The most common failure pattern we have observed over the years is not not starting to send our monthly updates but rather stopping when things are uncertain or going less well than expected.  This is understandable – no one likes to share bad news and to be transparent with issues and uncertainty, but this is exactly when your investors and advisors can be most supportive as they have likely encountered similar situations in the past or may be able to open doors, make connections, ask questions that can be helpful in navigating through the uncertainty or just provide emotional support.  Two anecdotes in this regard, one positive, one negative:

  • We were pre-seed investors in one company that found its initial product-market fit was just not there.  They shut down this focus, iterated, explored, went through a “summer of despair”, and eventually landed on what seemed like a promising new focus.  Never once did they fail to send out a monthly update.  When the new direction started bearing early signs of fruit just as cash was running low, we were thrilled to invest more in the company to give the time and resources needed to get to milestones that allowed them to raise a large seed round from a new investor.  Why? We obviously believed in the new direction, but equally importantly we had been part of the entire journey and saw just how effectively the team was able to execute during difficult times.  
  • We were small pre-seed investors in a company where the founder “went dark” and stopped sending updates until finally reaching out to let us know that the assets of the business had been sold to another company for essentially nothing even though based on the last update things seemed to be going well (financing fell through).  As it turns out, the CEO of the acquirer was a close (non-obvious) friend of ours, and yet because we never knew of the challenges, we were not able to have any impact on the result.  Could this relationship have been leveraged into “getting lucky” with the acquisition at a higher value, we will never know but think that perhaps yes.  In other words, you never know what and who your extended family of supporters knows unless you ask.  

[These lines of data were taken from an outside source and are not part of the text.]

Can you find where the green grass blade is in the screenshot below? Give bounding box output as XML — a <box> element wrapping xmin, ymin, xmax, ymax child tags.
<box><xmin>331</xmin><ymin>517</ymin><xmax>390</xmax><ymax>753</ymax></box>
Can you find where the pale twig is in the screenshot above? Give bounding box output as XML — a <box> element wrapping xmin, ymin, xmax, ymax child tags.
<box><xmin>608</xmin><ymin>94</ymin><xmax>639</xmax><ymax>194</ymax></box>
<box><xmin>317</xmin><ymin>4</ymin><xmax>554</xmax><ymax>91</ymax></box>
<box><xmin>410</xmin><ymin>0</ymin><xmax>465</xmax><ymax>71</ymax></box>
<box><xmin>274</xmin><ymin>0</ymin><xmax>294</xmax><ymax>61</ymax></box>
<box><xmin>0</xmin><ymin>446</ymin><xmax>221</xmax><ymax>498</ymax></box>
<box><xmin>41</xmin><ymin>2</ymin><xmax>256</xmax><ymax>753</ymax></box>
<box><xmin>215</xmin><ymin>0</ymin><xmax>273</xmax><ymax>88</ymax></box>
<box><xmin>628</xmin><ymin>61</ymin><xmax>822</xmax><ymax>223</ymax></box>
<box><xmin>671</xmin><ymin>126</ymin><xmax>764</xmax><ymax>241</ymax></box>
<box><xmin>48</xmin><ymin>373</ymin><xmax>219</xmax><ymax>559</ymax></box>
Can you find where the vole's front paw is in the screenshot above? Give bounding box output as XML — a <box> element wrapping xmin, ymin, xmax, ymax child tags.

A last and final incentive, if the above was not enough.  Sending monthly updates is time-efficient.  When you stop sending updates, it increases the likelihood of multiple inbound calls and, especially if you have a large-cap table, you will spend far more time doing one-off calls than the time it takes to share the same information with everyone consistently.

In terms of the format and approach to monthly updates, we will not rehash the existing materials out there, but encourage you to:

  1. Keep the format simple and consistent.  It is much easier to send every month if you are not starting from scratch.
  2. Block out time and stack it with other administrative tasks so you both get it done and don’t interfere with important sales or product work.
  3. Share issues and things that have not gone well.  This increases trust and increases the likelihood of generative conversations with your investors and advisors.
  4. Always make asks/have a “how you can help” section.  If you are heads down executing, it is ok for this to be “no asks this month”.
  5. Thank people who have helped in the prior month.  This increases the likelihood that others will help in the future.
  6. At the bottom, rehash the company’s mission and what you do as noted in the linked examples above.